Я знал в нашем местечке одного Хаима. Он работал на почте шофером. Но он никак не мог придумать имя тете Двоси. Он был приезжий со Славгорода. А тетю Двосю звали Двосей до его приезда. Мне захотелось спросить, кто этот Хаим, что придумал ей имя. Но я не спросил. А тетя Двося в это время вспомнила, что надо в ответ на принесенный лэках давать свои сладости. Она засуетилась и поспешила на кухню, откуда вышла с большим тортом.

– Что бы и у вас был год сладкий! Как чувствовала что-то. Утром встала, и захотелось испечь Наполеон,– обрадованная сказала она, – я уже год, как не делала его. Кихлами с Дусей обходимся. А сегодня захотелось спечь, – повторила она и стала укладывать торт в мою корзинку.

– Весь нам?! – не поверил я своим глазам.

– Весь, – кивнула тетя Двося. – Кушайте на здоровье!

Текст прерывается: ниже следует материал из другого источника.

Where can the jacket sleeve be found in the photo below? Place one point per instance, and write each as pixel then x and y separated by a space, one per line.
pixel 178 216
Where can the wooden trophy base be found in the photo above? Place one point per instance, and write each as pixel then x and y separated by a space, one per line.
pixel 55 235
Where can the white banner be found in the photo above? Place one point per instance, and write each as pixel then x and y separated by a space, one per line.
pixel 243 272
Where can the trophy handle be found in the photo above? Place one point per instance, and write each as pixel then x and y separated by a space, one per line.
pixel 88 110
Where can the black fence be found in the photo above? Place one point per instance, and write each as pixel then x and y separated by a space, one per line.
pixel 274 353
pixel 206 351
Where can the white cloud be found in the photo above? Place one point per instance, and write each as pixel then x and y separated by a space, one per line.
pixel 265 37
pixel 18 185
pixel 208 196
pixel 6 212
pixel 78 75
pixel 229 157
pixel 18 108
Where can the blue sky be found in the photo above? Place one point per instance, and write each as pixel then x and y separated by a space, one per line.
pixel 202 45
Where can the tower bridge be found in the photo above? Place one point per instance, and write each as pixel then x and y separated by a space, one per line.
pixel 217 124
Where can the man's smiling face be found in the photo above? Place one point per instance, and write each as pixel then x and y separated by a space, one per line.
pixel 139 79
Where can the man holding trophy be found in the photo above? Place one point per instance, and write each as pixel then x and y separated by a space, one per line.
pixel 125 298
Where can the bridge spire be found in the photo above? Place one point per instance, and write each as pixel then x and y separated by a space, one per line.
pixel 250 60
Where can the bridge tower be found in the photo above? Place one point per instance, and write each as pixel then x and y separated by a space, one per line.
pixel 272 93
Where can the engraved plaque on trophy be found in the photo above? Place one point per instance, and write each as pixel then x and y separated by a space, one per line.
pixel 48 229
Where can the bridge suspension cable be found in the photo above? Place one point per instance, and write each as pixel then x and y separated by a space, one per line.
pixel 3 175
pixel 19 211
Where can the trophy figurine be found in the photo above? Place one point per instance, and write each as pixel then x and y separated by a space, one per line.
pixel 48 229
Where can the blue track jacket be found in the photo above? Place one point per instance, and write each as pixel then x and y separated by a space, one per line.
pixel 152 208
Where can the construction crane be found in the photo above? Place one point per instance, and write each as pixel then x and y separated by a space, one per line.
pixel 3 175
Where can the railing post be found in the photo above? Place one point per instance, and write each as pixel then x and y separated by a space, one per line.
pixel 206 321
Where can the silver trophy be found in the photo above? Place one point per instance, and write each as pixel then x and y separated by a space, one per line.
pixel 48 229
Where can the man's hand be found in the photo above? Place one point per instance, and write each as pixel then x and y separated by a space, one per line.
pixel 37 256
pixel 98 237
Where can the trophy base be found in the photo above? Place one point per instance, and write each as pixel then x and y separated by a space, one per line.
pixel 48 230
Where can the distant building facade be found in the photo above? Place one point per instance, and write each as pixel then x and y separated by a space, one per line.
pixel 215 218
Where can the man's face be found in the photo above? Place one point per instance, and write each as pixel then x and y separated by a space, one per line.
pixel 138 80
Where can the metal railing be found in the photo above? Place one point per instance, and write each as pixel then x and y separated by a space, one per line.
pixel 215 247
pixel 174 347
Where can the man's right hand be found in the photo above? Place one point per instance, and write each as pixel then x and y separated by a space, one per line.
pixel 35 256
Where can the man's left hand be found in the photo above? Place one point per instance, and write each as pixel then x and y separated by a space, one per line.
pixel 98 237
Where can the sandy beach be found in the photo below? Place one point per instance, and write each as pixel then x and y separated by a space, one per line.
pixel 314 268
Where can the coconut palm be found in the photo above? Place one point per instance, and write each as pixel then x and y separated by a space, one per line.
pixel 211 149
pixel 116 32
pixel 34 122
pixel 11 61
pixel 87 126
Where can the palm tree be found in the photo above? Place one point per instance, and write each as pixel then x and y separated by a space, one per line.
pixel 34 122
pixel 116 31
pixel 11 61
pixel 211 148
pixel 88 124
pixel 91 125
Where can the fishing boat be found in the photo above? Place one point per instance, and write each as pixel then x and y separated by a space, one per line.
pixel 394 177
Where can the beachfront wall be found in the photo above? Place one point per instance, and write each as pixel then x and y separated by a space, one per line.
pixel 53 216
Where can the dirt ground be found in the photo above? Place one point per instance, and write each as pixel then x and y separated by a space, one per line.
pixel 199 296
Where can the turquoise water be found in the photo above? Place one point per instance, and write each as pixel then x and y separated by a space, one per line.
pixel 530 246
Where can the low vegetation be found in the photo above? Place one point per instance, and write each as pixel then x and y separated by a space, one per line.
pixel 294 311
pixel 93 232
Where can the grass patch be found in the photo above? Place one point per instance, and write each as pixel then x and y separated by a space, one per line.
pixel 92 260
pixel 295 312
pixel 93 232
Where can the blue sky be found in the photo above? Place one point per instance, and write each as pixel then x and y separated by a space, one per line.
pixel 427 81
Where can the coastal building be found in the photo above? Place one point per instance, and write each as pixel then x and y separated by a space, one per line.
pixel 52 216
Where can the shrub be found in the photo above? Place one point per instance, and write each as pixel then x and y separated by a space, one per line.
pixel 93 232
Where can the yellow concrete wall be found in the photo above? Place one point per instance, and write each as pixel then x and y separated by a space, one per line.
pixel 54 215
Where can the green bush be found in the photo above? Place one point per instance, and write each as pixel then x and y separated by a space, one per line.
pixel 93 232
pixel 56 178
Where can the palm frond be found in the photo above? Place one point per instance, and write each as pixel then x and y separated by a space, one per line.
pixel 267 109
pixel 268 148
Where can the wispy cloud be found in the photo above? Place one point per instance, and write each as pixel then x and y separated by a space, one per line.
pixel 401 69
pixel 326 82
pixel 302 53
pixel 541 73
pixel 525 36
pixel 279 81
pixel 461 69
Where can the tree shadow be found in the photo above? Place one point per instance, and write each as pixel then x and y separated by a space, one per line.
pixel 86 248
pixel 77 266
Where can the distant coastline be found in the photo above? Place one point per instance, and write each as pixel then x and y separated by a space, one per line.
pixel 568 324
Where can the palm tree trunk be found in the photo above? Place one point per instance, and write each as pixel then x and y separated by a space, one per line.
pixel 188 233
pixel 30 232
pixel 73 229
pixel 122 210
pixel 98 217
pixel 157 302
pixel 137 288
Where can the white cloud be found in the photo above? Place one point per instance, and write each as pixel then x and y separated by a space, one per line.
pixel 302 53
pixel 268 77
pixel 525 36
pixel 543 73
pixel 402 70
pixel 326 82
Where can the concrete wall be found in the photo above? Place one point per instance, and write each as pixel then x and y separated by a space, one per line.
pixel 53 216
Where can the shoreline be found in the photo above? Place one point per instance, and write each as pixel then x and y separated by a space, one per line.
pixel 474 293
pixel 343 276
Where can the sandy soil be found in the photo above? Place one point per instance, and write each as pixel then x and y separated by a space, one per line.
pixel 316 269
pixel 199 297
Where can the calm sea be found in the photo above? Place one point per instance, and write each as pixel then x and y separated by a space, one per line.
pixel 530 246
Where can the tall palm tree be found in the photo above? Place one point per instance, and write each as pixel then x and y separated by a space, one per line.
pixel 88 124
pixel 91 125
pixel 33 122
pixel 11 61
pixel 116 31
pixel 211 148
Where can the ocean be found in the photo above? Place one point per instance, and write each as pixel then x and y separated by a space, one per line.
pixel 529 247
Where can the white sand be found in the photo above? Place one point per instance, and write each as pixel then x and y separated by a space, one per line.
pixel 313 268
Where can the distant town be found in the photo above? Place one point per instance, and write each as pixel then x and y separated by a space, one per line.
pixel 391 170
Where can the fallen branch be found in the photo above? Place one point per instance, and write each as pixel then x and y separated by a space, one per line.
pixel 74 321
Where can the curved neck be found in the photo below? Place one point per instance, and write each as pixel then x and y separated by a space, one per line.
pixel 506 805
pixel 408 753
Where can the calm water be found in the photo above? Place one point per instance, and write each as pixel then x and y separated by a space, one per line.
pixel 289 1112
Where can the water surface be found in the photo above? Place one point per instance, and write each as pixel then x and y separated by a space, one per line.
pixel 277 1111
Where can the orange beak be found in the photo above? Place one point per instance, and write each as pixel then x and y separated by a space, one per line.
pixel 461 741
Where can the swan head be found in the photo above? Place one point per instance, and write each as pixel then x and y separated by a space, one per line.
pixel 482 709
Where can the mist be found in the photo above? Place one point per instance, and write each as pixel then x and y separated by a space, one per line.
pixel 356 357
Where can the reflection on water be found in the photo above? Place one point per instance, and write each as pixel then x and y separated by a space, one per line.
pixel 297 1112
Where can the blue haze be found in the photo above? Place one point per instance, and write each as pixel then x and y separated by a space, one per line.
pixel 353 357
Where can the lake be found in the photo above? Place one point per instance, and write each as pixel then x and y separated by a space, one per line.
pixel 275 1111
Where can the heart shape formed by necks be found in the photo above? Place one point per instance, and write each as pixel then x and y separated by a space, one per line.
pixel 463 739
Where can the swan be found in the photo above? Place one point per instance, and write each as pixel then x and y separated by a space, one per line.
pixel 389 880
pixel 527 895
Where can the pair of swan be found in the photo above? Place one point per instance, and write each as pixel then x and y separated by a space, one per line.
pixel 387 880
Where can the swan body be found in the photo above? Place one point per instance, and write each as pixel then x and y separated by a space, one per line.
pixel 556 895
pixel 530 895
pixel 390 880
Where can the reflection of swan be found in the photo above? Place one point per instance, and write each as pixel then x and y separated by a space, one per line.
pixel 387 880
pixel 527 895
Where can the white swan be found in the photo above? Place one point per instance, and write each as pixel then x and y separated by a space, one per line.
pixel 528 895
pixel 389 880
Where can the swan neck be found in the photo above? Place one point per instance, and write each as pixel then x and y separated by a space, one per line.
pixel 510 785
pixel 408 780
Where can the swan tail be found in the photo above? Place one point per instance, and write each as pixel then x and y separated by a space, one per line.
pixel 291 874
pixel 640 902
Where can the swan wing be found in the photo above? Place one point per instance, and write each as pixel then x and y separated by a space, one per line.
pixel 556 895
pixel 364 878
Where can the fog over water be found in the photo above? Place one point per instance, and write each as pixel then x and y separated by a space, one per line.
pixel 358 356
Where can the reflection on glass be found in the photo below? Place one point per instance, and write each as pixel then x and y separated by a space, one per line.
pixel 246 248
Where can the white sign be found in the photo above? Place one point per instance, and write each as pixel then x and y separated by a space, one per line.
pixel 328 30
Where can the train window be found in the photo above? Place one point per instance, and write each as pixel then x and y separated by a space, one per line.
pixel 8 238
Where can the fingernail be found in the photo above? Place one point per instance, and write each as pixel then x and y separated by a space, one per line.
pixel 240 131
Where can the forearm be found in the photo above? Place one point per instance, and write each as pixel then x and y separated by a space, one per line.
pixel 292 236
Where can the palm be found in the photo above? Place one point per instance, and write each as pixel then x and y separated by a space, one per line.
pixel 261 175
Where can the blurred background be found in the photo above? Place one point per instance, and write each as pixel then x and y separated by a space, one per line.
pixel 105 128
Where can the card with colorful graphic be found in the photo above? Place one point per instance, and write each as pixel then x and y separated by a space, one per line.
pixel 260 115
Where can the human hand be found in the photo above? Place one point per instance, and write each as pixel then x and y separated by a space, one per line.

Никто нам никогда не давал в ответ на кусочек лэкаха огромный торт!


2


Солдаты Первой Мировой войны возвращались в местечко поодиночке. Возвращались по-разному. Кто с революционными лозунгами в голове и с шашкой на боку, как Мойша, сын местного богача Якова, кто на костылях и с котомкой за плечами, как Лейба, сын Авнера-молочника. Возвращение для многих растянулось на несколько лет, ибо подхваченные волнами гражданской войны, поделенные на красных и белых, втянулись солдаты в новые битвы, еще более безжалостные и кровавые. Каждого вернувшегося солдата – еврея в местечке, как и положено, обсуждали во всех еврейских домах. Правда, не очень долго, ибо события, поглощавшие все более местечко в бурные события тех лет, не оставляли время на мелкие разговоры. Но возвращение Хаима, сына местного ребе Аврума – Берла обсуждали почти год. И причин тому было немало: во-первых в Краснополье Хаима ждала невеста Хая-Цыпа, дочка уважаемого в местечке реб Иосла, и у них был эйврусин, еврейская помолвка, закрепленная родительским словом, во-вторых, Хаим вернулся из плена из неизвестного никому города Нюрнберга, и в-третьих, вернулся с женой, и жена Хаима не говорила ни по идиш, ни по-русски, хотя Хаим уверял всех, что она еврейка и зовут ее Двося-Берта, и в знак доказательства, что все у него с Двосей по еврейскому закону, показывал ктубу, брачное обязательство, скрепленное, как всем утверждал Хаим, личной подписью Нюрнбергского раввина.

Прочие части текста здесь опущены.